Now, what this code did was record all the payloads of all the packets, rather than only what they really needed. As we've discussed before, what they really needed was the beacon's SSID, the hotspot's SSID, and the MAC address tagged with the current GPS coordinates, and presumably the signal strength. Because if I were doing this, I would incorporate signal strength in so that, as the car was moving, you'd get a sense for - you could actually do very good triangulation over time to get a sense for the physical location of this node whose SSID and MAC address you've acquired by looking at the signal strength as the car drives around.

So I think the problem is that hard drives are huge. I mean, and lord knows Google must have some sort of serious quantity discount they get on buying hard drives, with indexing and caching the Internet and Gmail that apparently has endless storage and so forth. I mean, Google's probably got more storage than anything else on the planet.

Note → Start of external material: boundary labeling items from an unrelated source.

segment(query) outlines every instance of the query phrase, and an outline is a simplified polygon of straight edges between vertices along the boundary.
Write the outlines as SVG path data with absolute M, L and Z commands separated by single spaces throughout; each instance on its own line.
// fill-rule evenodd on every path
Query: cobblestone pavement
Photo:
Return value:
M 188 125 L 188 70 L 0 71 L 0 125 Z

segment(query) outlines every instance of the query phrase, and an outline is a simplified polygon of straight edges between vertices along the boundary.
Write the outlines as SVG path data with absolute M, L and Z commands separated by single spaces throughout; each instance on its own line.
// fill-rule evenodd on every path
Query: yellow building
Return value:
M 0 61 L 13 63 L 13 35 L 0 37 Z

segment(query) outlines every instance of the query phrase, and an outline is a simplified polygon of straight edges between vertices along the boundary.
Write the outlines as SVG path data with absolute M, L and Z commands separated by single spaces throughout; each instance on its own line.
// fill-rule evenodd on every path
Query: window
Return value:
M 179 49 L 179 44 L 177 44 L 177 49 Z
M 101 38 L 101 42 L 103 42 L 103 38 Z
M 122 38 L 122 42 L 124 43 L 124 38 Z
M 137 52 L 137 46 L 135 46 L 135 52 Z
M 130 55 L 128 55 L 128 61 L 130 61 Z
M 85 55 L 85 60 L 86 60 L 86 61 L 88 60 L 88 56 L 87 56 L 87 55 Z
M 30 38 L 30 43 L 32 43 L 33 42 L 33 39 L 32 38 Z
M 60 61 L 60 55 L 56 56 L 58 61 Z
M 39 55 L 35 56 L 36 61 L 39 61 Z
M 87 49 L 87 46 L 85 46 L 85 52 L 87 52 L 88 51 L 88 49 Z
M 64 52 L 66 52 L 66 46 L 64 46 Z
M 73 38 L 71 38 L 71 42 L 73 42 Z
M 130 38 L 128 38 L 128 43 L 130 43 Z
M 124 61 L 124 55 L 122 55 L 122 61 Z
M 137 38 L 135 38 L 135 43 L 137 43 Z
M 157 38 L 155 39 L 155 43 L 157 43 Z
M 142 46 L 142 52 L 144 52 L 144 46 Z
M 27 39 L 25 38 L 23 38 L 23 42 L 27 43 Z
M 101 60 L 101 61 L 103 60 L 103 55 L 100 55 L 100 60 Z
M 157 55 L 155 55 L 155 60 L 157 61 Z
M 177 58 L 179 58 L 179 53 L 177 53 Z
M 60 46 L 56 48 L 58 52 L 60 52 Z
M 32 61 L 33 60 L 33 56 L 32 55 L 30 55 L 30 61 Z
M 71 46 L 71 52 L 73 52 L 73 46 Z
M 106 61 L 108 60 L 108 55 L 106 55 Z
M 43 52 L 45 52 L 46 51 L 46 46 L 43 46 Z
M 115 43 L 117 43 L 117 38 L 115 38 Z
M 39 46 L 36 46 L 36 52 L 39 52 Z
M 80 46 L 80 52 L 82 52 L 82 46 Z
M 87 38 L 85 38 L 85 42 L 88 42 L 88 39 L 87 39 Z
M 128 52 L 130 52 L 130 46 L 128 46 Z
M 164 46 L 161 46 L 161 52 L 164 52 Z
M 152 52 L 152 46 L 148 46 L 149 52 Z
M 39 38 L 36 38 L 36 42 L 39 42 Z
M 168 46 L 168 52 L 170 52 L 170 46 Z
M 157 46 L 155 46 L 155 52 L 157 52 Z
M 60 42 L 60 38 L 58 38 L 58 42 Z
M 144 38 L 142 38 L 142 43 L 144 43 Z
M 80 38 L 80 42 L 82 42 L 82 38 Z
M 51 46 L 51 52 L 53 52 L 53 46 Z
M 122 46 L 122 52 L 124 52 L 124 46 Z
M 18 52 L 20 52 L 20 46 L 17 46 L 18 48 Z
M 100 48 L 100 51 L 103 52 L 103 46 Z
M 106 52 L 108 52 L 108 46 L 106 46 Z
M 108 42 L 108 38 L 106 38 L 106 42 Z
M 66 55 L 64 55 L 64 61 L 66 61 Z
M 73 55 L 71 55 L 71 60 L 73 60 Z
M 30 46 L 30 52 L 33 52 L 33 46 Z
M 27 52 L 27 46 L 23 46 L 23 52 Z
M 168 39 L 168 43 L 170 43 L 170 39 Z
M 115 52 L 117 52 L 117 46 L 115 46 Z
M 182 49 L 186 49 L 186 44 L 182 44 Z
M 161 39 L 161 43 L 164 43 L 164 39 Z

So hard drives don't cost much. They probably weren't worried about saving hard drive space. So they were probably recording packets and maybe tagging it with this extra metadata, SSID, MAC address, well, actually that would be part of the packet, and like the GPS information, and maybe just who knows, I haven't looked in detail at their Street View technology; but, sure, they could be doing all of this processing in the vehicle as it drives around. Or they could just massively...

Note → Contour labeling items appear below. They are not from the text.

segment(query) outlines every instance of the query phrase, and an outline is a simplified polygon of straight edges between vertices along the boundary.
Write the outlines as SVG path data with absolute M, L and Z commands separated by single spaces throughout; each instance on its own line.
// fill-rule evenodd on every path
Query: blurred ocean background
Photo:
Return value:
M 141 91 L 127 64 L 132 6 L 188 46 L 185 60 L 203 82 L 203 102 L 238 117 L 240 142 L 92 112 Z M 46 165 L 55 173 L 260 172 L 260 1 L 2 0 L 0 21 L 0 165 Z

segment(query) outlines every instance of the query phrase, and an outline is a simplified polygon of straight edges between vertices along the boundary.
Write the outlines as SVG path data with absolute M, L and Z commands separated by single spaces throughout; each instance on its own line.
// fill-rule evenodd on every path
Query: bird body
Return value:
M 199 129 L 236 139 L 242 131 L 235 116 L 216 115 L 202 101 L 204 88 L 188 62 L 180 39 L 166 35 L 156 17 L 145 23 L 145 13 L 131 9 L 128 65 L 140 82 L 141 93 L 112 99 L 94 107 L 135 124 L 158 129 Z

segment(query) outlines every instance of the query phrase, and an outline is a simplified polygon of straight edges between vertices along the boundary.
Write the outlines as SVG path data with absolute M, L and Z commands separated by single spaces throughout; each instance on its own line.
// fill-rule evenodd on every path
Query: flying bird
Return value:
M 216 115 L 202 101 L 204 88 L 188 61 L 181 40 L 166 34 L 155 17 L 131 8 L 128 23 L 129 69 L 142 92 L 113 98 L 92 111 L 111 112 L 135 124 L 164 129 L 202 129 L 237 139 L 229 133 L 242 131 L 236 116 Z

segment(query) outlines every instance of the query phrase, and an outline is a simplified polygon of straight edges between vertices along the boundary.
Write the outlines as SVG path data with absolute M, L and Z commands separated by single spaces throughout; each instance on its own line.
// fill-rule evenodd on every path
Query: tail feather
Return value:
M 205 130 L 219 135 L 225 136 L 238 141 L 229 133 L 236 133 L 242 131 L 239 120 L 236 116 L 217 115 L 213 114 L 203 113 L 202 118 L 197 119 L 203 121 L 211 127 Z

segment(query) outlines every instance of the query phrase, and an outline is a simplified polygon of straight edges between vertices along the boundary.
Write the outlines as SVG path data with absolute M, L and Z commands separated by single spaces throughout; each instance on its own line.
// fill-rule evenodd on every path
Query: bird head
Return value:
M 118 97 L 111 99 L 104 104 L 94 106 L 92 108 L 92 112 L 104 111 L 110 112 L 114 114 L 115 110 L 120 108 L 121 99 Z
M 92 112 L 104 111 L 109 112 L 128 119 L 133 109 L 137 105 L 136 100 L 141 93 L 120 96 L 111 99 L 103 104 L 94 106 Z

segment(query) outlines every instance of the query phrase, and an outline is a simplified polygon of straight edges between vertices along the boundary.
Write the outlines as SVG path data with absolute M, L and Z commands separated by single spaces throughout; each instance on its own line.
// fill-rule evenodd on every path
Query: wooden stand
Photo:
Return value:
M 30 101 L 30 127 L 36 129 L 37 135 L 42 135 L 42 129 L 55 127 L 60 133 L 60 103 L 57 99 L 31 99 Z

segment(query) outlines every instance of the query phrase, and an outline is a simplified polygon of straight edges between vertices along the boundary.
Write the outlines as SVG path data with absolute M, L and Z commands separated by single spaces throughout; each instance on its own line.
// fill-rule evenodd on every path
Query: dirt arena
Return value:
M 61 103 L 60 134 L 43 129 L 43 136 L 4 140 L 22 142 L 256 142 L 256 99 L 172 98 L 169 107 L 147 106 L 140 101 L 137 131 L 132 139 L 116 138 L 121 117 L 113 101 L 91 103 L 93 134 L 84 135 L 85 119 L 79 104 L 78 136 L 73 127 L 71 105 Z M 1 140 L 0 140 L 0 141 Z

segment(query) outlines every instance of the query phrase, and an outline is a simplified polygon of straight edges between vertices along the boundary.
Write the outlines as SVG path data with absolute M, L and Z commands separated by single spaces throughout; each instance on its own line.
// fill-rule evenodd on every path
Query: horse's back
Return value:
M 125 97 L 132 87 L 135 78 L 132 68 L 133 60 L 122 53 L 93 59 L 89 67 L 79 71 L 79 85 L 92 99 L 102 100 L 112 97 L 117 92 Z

That's my, yes, that's my guess is that they had a relatively brain-dead massive capture operation where they were just sucking this stuff in, tagging the packets with the GPS metadata. And then offline, or off the street, rather, like back at headquarters, then they would reprocess the data and do all the computations necessary to geolocate the specific MAC address and SSID node. I mean, that makes sense. So they didn't have to do it that way, but that was probably the path of least resistance, which makes sense they would do. So I guess my overarching feeling is, hey, the best thing about this is it serves as a wakeup call about unencrypted WiFi.

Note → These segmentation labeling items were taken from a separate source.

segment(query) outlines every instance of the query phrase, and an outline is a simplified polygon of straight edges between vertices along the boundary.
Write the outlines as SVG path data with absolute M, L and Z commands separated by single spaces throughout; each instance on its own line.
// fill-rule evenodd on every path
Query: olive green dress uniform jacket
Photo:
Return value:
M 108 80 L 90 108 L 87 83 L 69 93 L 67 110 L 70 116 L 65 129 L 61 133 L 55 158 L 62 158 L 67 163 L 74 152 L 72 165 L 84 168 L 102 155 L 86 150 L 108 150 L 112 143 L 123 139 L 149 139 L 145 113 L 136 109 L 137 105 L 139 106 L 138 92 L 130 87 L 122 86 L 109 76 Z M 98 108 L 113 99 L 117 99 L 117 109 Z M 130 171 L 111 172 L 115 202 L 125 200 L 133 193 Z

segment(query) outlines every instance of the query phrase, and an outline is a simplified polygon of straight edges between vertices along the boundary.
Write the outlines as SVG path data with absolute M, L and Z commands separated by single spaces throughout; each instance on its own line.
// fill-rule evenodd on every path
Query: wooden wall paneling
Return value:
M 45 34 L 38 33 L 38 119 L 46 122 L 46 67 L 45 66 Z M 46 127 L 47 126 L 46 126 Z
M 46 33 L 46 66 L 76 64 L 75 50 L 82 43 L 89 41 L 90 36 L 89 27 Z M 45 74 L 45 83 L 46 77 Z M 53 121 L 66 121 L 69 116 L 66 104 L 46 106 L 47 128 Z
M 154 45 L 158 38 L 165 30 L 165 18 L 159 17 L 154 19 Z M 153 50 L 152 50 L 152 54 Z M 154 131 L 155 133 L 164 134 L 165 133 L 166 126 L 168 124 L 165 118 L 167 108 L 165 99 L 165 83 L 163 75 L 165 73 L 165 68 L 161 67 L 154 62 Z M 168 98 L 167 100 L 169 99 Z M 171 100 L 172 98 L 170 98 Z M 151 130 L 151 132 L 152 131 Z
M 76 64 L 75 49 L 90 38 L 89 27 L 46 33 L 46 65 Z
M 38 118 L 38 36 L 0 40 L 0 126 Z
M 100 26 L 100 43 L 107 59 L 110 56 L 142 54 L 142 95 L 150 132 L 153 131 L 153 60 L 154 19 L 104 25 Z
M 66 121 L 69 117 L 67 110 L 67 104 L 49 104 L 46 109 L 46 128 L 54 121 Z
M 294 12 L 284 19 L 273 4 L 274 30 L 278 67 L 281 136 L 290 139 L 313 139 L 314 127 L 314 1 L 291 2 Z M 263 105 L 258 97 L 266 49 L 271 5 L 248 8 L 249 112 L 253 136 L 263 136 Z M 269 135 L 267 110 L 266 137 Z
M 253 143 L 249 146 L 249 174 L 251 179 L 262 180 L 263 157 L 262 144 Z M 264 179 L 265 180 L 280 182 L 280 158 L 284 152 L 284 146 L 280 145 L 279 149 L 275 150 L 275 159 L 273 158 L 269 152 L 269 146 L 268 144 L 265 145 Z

And in other news, and I can't remember whether I mentioned this, whether we had a Q&A, I think we actually do, somebody mentioning a recent judgment by the German government about unencrypted WiFi. But to me this helps raise awareness of the relative exposure that people have, not having their wireless networks encrypted. I mean, we've talked about it all the time.

http://www.grc.com/sn/sn-249.htm

Well, given this is repeat news in a new location...it would seem really odd if this turned out to be true (of Google) . I mean, how often does something need to happen before you learn? Seems more likely this is purely suspicion and/or someone looking to make a name for themselves.

Haven't we heard this all before?

I thought they were just collecting totally menial data such as the name of the wi fi network?

closetgeek said,
Haven't we heard this all before?

I thought they were just collecting totally menial data such as the name of the wi fi network?


They also collected data sent across unprotected networks, which could contain personal information. However, if people are stupid enough to send their data in public like that (anyone can pick up unprotected WiFi packets...), they should be responsible themselves if someone stores that data.

zackiv31 said,
Is it actually confirmed that they used the data? I thought they stored it in the EU but claimed to never use it.

The fact that they might possess personal data seems like illegal to me since no one gave such permission.

Nicholas P. said,
The fact that they might possess personal data seems like illegal to me since no one gave such permission.

When will people learn that nobody cares what "seems" to you... they only care what's written in law.

This is a repeat of what happened in Germany and the EU with some loud mouthed politician looking for press spouting off about things they have no understanding of... I doubt this will turn out any differently.